Nel racconto breve basta, come nella fiaba, una invenzione letteraria piccola, ma folgorante, e occorre trovare una brevità di soluzione che condensi gli eventi e li esalti, li renda memorabili. Quante belle cose nuove si possono scrivere se si pesca nei piccoli eventi della vita senza pretendere di tirarne fuori romanzi a tutti i costi. Pochi personaggi e forte legame con la quotidianità, facendo suonare un solo strumento, mai tutta l’orchestra. Ma sempre lavorando con i sogni, le passioni, i problemi, le paure, le allegrie, le fantasie, le preoccupazioni, i dolori, le sconfitte, le speranze, lo scontento che abitano questo mondo. Accompagnata da una scrittura alta, divertente o aspra che sia, graffiante o malinconica. E senza mai dimenticare il punto di vista di un bambino.
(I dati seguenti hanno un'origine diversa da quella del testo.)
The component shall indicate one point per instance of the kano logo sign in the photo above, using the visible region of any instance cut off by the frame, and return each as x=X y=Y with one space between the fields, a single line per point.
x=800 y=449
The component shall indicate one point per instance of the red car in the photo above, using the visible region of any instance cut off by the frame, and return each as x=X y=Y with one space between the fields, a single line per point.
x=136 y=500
Ciò che conta, dopo l’invenzione, è accompagnare l’idea al suo aprirsi in racconto con il sostegno di un ottimo stile letterario e di una integrità morale e professionale che impedisca i giochi facili. A volte la magia non serve nemmeno, in queste fiabe moderne. E comunque, se c’è, non dipende mai da una bacchetta magica, ma da come è congegnato il meccanismo del racconto. La vita è già straordinaria ed incredibile di suo, l’immaginazione di uno scrittore ha il compito di raccontare meglio e rendere godibili le sue sfaccettature. La rivisitazione di schemi già visti, la propaganda fin troppo facile di messaggi pieni di belle e vuote parole andrebbe punita, anziché promossa. Ma di questo sono responsabili gli editori.
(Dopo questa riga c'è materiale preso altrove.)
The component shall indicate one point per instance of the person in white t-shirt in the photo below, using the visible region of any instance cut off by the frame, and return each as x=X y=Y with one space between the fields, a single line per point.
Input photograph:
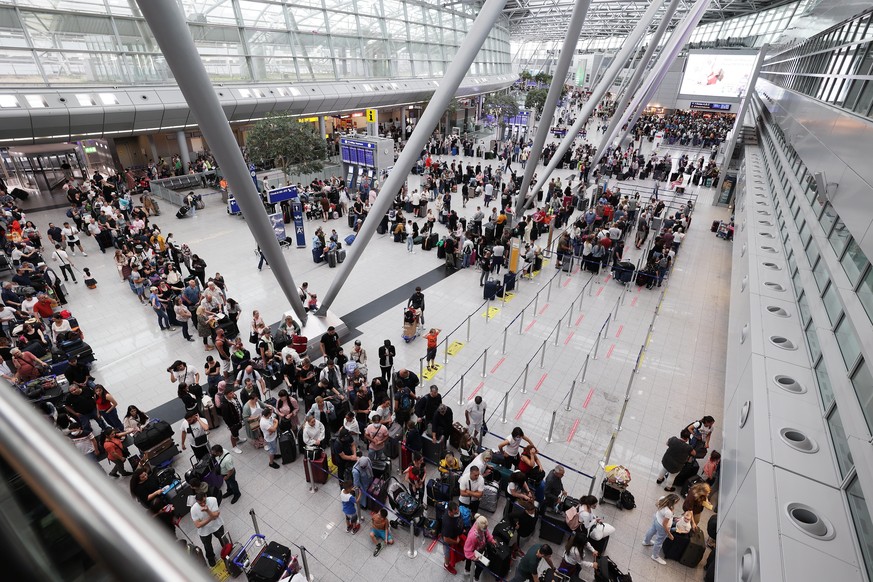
x=270 y=429
x=660 y=529
x=207 y=519
x=71 y=235
x=475 y=413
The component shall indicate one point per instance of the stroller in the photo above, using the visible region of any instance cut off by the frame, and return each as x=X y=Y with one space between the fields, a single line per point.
x=410 y=324
x=405 y=505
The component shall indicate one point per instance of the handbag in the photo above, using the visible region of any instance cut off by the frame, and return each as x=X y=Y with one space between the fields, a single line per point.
x=600 y=530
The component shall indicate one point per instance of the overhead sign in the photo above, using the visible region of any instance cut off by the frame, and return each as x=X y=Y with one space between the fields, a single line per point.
x=705 y=105
x=281 y=194
x=278 y=226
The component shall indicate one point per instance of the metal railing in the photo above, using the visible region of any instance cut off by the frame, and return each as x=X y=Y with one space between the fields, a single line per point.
x=94 y=511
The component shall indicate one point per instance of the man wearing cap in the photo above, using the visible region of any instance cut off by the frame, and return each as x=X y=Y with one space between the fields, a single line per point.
x=27 y=366
x=158 y=307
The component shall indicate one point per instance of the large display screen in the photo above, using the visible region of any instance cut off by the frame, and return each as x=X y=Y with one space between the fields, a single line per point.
x=717 y=74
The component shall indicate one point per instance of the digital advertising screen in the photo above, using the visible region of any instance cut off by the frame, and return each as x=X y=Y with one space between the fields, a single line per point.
x=724 y=75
In ogni caso, e questa è la mia risposta, il racconto breve è l’unico destinato a raccogliere il testimone della fiaba e a proiettarla nel futuro. L’unico che può ospitarla e trasformarla senza venire meno al compito antico per cui era nata: conservare un forte elemento di oralità per essere offerta anche ad un pubblico di ascoltatori. Non più intorno al camino, è chiaro, ma dentro una classe, una biblioteca. E nel cerchio più intimo di una cameretta, come viatico della buona notte.